Sem pilotos em Austríacos desde a aposentadoria de Alexander Wurz, a Áustria registrou vários momentos intensos em todas as suas passagens pela f1. Osterreichring, Zeltweg e o próprio A1-Ring, proporcionaram aos fãs momentos marcantes na F1.

Em 1976, por exemplo. Osterreichring viu um fato inédito e, infelizmente, único na F1. A equipe de Roger Penske conseguiu sua solitária vitória na F1 antes de focar seus esforços nos EUA e se tornar a equipe mais poderosa da América. O britânico John Watson teve a honra de conseguir a vitória para o time americano.

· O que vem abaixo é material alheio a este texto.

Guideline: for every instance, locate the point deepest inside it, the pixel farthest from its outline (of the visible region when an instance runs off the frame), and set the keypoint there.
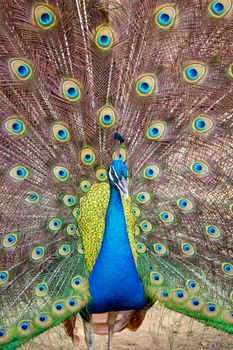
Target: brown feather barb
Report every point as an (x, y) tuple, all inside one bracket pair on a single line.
[(72, 75)]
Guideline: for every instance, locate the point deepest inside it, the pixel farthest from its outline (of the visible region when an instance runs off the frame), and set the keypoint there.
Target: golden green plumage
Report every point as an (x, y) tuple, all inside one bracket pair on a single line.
[(91, 221)]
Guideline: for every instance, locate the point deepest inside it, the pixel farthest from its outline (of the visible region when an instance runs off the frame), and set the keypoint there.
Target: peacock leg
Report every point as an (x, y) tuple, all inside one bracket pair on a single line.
[(89, 333), (69, 326), (112, 315)]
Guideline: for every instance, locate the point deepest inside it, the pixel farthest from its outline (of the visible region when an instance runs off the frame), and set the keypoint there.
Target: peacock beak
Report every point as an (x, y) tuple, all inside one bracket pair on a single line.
[(121, 184)]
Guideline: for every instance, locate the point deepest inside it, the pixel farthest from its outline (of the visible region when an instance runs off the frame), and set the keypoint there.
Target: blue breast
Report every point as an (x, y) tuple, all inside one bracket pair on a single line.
[(114, 280)]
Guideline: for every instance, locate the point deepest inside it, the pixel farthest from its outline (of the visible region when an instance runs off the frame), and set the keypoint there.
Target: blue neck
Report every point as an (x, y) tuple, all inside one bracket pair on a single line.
[(114, 280)]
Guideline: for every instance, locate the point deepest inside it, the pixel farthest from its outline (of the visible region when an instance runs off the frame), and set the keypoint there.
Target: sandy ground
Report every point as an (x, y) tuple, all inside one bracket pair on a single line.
[(161, 330)]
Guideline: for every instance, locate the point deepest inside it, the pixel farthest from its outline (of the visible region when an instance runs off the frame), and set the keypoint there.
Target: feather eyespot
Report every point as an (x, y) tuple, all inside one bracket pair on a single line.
[(166, 216), (21, 69), (199, 168), (141, 248), (193, 286), (76, 212), (38, 253), (212, 231), (146, 226), (106, 117), (43, 320), (195, 304), (87, 156), (156, 130), (4, 277), (55, 224), (160, 249), (19, 173), (60, 132), (136, 211), (10, 240), (64, 250), (44, 17), (143, 197), (227, 268), (136, 230), (202, 124), (194, 72), (32, 197), (71, 90), (41, 289), (72, 304), (185, 204), (187, 249), (179, 295), (164, 295), (219, 9), (71, 229), (228, 315), (58, 308), (4, 335), (211, 309), (77, 282), (69, 200), (146, 85), (156, 278), (61, 173), (165, 17), (80, 248), (85, 185), (15, 126), (25, 328), (101, 174), (151, 172), (104, 37)]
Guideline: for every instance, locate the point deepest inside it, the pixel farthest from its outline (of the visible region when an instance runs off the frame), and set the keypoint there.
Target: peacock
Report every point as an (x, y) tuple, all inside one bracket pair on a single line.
[(115, 162)]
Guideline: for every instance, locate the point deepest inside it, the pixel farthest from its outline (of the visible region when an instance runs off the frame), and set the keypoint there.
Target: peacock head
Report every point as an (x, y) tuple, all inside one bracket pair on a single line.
[(117, 174)]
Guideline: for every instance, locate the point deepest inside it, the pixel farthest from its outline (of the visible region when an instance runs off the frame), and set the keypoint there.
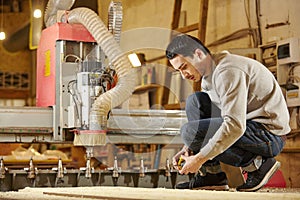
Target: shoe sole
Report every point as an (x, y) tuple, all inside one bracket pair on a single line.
[(265, 180), (213, 187)]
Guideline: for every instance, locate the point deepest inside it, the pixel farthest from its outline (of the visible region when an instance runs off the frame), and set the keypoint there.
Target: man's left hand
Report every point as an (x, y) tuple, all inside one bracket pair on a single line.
[(192, 163)]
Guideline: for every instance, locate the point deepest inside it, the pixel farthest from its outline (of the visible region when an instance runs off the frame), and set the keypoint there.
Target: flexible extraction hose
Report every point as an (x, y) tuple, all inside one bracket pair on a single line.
[(126, 74)]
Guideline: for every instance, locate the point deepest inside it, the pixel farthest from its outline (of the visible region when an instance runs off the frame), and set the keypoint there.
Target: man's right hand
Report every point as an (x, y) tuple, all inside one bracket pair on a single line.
[(184, 151)]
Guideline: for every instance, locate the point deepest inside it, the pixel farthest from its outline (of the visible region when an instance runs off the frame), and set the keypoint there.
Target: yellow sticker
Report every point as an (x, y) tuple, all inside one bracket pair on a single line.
[(47, 71)]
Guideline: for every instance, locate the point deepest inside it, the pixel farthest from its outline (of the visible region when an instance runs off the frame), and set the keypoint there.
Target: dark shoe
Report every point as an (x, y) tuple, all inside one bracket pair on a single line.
[(207, 182), (260, 177)]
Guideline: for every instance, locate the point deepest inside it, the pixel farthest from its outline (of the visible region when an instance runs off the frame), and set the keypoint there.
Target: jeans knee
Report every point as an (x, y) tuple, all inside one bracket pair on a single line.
[(195, 99)]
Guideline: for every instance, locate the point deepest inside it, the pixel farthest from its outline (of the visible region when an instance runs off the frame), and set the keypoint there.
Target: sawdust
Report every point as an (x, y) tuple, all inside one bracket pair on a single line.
[(125, 193)]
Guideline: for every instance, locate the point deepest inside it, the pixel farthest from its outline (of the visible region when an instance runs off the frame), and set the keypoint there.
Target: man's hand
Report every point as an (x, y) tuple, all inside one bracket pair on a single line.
[(192, 163), (184, 151)]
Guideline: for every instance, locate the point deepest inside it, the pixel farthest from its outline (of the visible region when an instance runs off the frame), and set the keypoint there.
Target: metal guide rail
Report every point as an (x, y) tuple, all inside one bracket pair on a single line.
[(35, 124)]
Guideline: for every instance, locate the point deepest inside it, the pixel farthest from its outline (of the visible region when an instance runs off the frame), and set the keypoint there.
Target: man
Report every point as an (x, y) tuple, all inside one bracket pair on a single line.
[(239, 118)]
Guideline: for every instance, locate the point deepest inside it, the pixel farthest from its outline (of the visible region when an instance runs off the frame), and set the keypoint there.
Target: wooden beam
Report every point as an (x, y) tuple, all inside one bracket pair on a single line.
[(201, 32)]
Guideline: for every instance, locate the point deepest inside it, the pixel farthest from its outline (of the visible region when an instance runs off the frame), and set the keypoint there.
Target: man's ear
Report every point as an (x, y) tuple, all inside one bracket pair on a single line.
[(199, 54)]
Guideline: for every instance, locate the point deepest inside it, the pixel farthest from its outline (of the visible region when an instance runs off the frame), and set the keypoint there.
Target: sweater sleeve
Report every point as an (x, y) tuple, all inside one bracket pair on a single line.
[(232, 87)]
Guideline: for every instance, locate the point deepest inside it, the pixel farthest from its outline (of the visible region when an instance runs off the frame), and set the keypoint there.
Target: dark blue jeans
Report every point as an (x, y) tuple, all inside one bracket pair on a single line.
[(204, 119)]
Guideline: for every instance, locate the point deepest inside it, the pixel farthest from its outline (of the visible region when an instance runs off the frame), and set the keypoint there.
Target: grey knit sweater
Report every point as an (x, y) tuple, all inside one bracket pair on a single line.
[(243, 89)]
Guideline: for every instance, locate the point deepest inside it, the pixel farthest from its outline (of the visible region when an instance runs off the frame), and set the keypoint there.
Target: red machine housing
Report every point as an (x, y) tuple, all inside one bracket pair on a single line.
[(47, 58)]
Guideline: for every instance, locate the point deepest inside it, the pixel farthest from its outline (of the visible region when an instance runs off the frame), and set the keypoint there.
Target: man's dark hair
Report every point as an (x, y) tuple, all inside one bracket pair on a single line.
[(185, 45)]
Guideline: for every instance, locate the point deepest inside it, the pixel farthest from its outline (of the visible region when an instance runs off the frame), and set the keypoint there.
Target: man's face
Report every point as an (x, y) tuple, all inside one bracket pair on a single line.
[(190, 68)]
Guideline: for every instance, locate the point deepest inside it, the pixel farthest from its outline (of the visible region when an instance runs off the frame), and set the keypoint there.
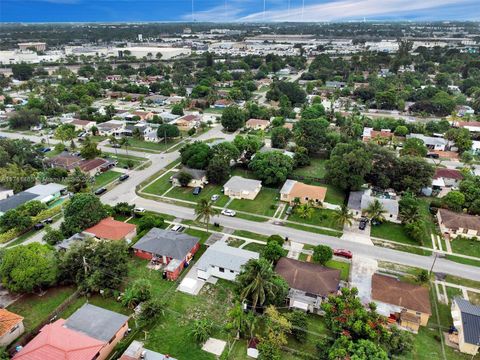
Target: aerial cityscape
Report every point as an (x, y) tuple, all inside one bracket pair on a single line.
[(239, 179)]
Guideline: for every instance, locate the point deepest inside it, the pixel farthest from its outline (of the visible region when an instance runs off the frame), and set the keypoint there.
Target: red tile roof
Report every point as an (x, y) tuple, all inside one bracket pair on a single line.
[(56, 342), (8, 320), (448, 173), (111, 229)]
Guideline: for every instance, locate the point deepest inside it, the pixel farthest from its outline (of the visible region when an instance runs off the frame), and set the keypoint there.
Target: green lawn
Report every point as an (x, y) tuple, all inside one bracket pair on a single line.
[(394, 232), (320, 217), (186, 193), (264, 203), (250, 235), (254, 247), (160, 185), (316, 169), (466, 247), (35, 309), (105, 178), (343, 266)]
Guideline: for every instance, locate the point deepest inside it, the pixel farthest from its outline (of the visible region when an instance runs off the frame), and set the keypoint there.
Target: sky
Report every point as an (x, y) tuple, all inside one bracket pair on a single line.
[(236, 10)]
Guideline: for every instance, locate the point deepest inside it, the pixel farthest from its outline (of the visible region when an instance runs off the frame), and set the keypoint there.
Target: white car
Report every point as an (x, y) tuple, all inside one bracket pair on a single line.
[(227, 212)]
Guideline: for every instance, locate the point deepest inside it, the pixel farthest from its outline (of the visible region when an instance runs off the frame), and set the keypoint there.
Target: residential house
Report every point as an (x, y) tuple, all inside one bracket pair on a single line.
[(446, 178), (454, 224), (241, 188), (472, 126), (82, 125), (137, 351), (309, 283), (432, 143), (5, 193), (44, 193), (112, 127), (199, 177), (95, 166), (170, 249), (188, 122), (11, 327), (257, 124), (110, 229), (223, 261), (466, 320), (91, 333), (293, 189), (405, 303), (335, 84), (382, 135), (359, 201)]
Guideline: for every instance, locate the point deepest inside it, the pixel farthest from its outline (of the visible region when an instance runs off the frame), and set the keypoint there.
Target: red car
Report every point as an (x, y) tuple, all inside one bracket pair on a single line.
[(343, 253)]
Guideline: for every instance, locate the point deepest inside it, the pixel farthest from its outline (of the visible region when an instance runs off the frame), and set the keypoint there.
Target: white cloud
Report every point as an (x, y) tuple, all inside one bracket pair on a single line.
[(352, 9)]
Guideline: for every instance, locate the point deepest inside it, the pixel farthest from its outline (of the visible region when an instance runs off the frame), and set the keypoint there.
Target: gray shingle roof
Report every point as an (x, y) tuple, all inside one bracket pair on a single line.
[(222, 255), (166, 243), (470, 321), (16, 200), (96, 322)]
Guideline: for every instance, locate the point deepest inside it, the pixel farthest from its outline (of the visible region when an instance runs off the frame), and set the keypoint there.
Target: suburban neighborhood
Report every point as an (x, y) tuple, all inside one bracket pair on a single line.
[(233, 191)]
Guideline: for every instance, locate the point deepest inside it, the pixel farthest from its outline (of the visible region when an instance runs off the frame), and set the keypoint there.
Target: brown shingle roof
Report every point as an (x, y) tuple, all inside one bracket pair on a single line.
[(453, 220), (392, 291), (8, 320), (308, 277), (448, 173)]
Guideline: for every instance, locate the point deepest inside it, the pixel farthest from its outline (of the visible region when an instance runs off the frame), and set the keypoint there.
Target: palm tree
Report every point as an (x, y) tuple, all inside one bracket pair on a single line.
[(375, 211), (205, 210), (257, 282), (305, 211), (113, 141), (343, 216)]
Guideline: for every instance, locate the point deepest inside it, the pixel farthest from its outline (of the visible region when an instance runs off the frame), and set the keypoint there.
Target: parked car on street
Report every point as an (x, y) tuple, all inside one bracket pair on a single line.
[(343, 253), (100, 191), (228, 212)]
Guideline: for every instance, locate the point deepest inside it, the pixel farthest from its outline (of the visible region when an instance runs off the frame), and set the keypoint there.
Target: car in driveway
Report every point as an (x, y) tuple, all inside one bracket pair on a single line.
[(362, 225), (343, 253), (100, 191), (228, 212)]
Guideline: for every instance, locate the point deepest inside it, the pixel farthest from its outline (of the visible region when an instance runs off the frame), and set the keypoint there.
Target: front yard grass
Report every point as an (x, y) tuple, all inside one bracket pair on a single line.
[(264, 204), (35, 309), (466, 247), (186, 193), (105, 178), (320, 217), (161, 185), (394, 232)]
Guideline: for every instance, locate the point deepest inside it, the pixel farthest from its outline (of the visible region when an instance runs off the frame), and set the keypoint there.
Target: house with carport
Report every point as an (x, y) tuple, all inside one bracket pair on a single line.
[(168, 250), (309, 283)]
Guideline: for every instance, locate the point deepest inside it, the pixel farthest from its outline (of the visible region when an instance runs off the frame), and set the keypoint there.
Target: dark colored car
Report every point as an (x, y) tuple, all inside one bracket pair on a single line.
[(38, 226), (363, 224), (100, 191), (343, 253)]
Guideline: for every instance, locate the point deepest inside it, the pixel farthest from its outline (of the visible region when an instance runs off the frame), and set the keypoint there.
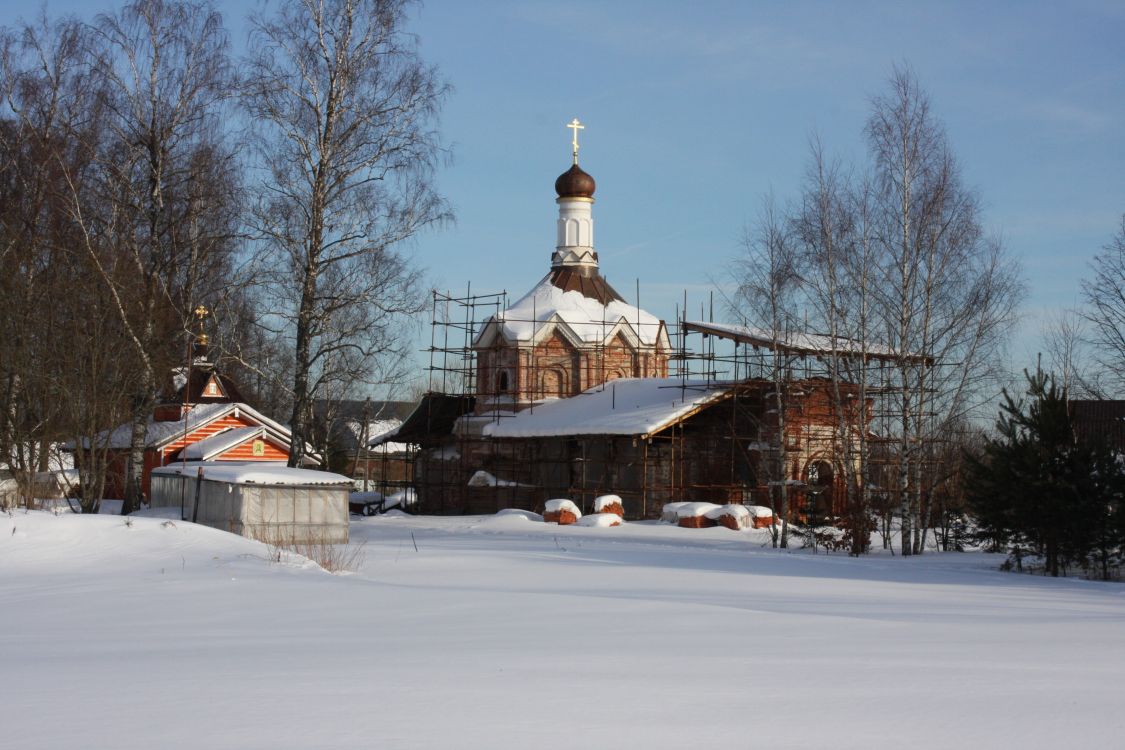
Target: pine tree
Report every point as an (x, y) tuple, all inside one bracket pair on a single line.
[(1037, 489)]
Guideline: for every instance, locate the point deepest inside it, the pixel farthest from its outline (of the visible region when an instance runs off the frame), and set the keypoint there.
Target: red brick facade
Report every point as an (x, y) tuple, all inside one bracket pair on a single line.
[(555, 368)]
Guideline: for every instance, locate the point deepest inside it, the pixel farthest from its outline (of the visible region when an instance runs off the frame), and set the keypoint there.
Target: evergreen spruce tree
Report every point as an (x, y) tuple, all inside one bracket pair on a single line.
[(1037, 489)]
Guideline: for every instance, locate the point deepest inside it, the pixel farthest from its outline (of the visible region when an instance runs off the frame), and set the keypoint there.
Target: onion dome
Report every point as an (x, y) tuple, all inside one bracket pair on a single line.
[(575, 183)]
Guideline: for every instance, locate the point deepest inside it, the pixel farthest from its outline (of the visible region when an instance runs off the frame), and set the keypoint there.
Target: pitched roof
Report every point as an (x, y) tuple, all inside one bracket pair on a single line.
[(222, 442), (586, 310), (629, 406), (798, 343), (1098, 419), (347, 427)]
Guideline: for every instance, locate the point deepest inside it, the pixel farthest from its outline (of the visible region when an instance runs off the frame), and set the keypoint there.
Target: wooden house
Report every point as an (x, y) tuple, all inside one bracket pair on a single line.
[(203, 418)]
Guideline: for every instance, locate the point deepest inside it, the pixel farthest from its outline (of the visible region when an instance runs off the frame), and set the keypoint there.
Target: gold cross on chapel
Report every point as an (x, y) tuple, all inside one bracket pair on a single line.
[(575, 125)]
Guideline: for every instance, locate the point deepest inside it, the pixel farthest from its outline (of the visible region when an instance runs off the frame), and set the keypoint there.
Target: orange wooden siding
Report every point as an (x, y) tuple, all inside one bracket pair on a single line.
[(245, 452), (208, 430)]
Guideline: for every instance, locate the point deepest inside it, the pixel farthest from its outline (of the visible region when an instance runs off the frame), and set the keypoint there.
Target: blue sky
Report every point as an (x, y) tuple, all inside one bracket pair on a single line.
[(694, 111)]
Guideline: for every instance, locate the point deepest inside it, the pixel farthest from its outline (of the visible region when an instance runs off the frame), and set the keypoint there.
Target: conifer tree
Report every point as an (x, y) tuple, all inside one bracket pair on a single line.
[(1037, 489)]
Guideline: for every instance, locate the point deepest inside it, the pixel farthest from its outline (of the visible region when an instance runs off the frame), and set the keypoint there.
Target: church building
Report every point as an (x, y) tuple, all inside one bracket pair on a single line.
[(573, 331)]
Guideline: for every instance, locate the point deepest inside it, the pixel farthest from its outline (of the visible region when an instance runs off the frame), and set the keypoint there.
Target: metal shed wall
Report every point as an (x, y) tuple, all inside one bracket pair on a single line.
[(285, 514)]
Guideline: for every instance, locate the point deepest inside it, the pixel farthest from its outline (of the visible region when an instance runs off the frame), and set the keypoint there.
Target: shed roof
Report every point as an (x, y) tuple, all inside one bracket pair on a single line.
[(1098, 419), (253, 472)]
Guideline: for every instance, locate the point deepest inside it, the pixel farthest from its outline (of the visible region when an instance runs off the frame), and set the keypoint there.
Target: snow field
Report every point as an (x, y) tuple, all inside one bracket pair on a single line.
[(178, 635)]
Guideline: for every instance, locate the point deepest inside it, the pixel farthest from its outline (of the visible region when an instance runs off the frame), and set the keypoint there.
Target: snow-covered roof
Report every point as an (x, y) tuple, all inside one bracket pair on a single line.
[(224, 441), (253, 472), (793, 342), (159, 433), (379, 434), (630, 406), (581, 318)]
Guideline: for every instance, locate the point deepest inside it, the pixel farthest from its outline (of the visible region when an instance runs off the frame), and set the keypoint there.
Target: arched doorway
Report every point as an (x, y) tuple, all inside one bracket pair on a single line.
[(819, 482)]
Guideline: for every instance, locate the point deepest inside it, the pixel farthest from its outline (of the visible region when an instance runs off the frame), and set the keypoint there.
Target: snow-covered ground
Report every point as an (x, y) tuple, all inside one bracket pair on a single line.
[(502, 632)]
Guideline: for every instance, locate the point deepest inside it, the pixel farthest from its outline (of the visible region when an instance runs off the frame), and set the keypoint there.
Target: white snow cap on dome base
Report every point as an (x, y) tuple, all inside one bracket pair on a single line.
[(559, 505), (671, 512), (605, 500), (739, 512)]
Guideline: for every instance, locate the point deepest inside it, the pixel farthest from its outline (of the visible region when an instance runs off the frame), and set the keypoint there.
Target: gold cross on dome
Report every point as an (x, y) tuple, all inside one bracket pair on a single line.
[(575, 125)]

Para nós brasileiros temos a marca de participar de uma das maiores trapaças da história moderna da F1. Ali, juntinho com o “crashgate” de Piquet em Cingapura, temos na liderança da tabela de vexames históricos. Quem não se lembra de 2002 o final “hoje-sim, hoje-não” da dupla Barrichello e Schumacher? Depois de liderar todas as voltas da corrida, em um domínio do brasileiro sob o alemão, Barrrichello desacelerou na última curva para deixar claro ao mundo que havia ali sim uma ordem de equipe. Barrichello expos seu time ao ridículo. E apresentou ao mundo a sua posição contratual de segundo piloto, fato que ele negava em suas declarações sobre sua presença na equipe italiana.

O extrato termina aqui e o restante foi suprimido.